Hacker News new | ask | show | jobs
by alexcpn 1045 days ago
Why choose Java of all languages. Why not something more modern and less verbose like Go or Rust. Just asking as I have worked enough in Java and then spend a lot of time in GC tunining. Granted the code was not that great and from a diverse team with different skill levels causing all the leaks.. But still
1 comments

They actually used clojure; which is an interesting choice.

GC tuning on the JVM is much less of a topic these days than it used to be. The default garbage collector was changed at some point (G1). It has some configuration options but they come with sane defaults that mostly just work fine and adapt to your memory and cpus. You don't spend a lot (or any) time on tuning this typically. I know I haven't even looked at GC params in many years now. Never had to. And we run on modestly sized vms of 1 or 2 GB typically. This was different 10 or so years ago when G1 was still newish and not default. ZGC was introduced with Java 11 (I think), and aimed at very large heaps. It trades off additional overhead for guaranteeing very low latency. That tradeoff is why it is not default. For most users, G1 without any tuning whatsoever should be fine. Generally, if you are stressing your heap, you get more hardware. And if you are not, the GC should be keeping up just fine.
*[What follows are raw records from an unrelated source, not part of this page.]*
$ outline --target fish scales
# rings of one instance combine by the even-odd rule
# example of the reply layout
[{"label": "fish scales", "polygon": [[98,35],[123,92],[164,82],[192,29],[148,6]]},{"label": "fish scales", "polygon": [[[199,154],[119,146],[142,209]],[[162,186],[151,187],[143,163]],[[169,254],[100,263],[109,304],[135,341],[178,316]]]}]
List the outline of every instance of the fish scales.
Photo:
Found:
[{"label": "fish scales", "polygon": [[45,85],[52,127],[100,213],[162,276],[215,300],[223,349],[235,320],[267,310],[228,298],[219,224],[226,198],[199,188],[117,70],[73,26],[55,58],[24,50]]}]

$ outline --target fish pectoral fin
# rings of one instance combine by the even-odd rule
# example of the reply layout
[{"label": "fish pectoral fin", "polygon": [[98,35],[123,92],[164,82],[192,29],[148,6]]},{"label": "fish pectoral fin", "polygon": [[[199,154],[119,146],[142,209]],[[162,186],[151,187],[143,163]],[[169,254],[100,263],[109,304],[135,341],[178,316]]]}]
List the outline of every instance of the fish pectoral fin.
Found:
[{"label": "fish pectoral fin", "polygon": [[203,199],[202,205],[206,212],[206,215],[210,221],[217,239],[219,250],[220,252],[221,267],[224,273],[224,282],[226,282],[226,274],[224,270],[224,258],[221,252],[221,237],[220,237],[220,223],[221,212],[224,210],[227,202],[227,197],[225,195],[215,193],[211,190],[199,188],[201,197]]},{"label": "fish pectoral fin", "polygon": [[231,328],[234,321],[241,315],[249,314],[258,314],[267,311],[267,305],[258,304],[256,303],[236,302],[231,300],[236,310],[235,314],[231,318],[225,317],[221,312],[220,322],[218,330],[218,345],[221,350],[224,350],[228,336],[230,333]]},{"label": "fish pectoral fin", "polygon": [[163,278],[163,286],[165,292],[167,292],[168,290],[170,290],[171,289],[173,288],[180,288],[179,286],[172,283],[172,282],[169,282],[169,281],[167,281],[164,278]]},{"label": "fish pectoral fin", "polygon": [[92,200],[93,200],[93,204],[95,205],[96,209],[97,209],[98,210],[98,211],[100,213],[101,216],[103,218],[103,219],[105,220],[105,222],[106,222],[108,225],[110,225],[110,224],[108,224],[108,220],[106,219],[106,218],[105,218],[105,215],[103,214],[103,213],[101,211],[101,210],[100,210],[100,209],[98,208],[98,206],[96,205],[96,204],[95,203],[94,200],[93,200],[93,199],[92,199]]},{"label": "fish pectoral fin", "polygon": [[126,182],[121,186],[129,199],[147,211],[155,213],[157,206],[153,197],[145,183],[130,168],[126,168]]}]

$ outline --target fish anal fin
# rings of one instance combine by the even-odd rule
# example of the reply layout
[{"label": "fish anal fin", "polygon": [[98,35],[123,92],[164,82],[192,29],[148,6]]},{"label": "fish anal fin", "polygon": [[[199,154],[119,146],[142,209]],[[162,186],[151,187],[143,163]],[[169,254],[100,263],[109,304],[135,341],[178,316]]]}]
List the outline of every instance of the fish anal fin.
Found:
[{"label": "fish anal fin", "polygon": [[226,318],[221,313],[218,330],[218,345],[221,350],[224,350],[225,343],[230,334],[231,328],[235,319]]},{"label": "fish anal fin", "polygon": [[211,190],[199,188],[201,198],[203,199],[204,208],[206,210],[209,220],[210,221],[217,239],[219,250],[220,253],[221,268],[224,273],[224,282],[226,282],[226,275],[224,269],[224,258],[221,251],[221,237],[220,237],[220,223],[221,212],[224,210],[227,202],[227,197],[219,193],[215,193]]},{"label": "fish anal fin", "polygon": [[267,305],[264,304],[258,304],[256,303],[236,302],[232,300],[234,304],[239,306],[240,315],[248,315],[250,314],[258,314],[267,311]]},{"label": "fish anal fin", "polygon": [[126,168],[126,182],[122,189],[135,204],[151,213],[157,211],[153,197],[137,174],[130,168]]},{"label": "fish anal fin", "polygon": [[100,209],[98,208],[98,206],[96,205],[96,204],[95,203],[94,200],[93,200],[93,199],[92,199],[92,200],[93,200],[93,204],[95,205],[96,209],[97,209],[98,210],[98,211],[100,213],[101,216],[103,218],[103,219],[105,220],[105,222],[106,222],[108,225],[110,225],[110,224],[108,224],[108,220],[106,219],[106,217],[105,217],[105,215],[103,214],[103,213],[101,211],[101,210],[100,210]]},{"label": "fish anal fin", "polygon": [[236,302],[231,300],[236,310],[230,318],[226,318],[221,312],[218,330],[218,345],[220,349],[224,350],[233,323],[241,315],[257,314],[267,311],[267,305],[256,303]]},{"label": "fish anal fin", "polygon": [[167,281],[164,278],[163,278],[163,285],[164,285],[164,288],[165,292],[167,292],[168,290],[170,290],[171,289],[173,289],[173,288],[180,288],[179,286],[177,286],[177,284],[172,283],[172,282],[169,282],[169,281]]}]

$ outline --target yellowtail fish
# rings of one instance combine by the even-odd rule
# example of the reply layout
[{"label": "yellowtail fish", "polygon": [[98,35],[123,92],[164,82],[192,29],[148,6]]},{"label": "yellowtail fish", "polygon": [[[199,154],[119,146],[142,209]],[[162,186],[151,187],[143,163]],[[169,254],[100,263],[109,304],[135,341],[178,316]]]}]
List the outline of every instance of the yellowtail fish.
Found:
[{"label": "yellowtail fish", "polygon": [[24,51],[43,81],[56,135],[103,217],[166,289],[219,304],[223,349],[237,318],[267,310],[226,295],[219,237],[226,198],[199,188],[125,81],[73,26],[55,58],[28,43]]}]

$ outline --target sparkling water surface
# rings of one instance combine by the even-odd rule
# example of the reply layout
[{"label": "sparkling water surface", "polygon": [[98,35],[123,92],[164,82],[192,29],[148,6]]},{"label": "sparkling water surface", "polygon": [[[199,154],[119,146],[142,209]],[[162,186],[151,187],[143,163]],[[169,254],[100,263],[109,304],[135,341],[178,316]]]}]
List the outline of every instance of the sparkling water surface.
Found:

Anyway, like it or not, the JVM has been a work horse for big data for ages. Things like Hadoop, Kafka, Cassandra, Elasticsearch, etc. all run on it and scale fine (and typically without a lot of GC tuning). The only feasible alternative to the jvm used to be things like C++. Lately, Go and Rust are pretty credible in this space as well and both have had to do a bit of catchup in terms of maturity of tooling, libraries, and language features. Things like generics (Go), async (Rust), etc. are still fairly recent additions and both kind of relevant in a project of this type.

In any case, switching languages is hard for teams and these guys have been around for quite some time. When they started, Rust was a lot less mature than it is now and Go was still pretty new as well. Neither was an obvious choice for this stuff at the time.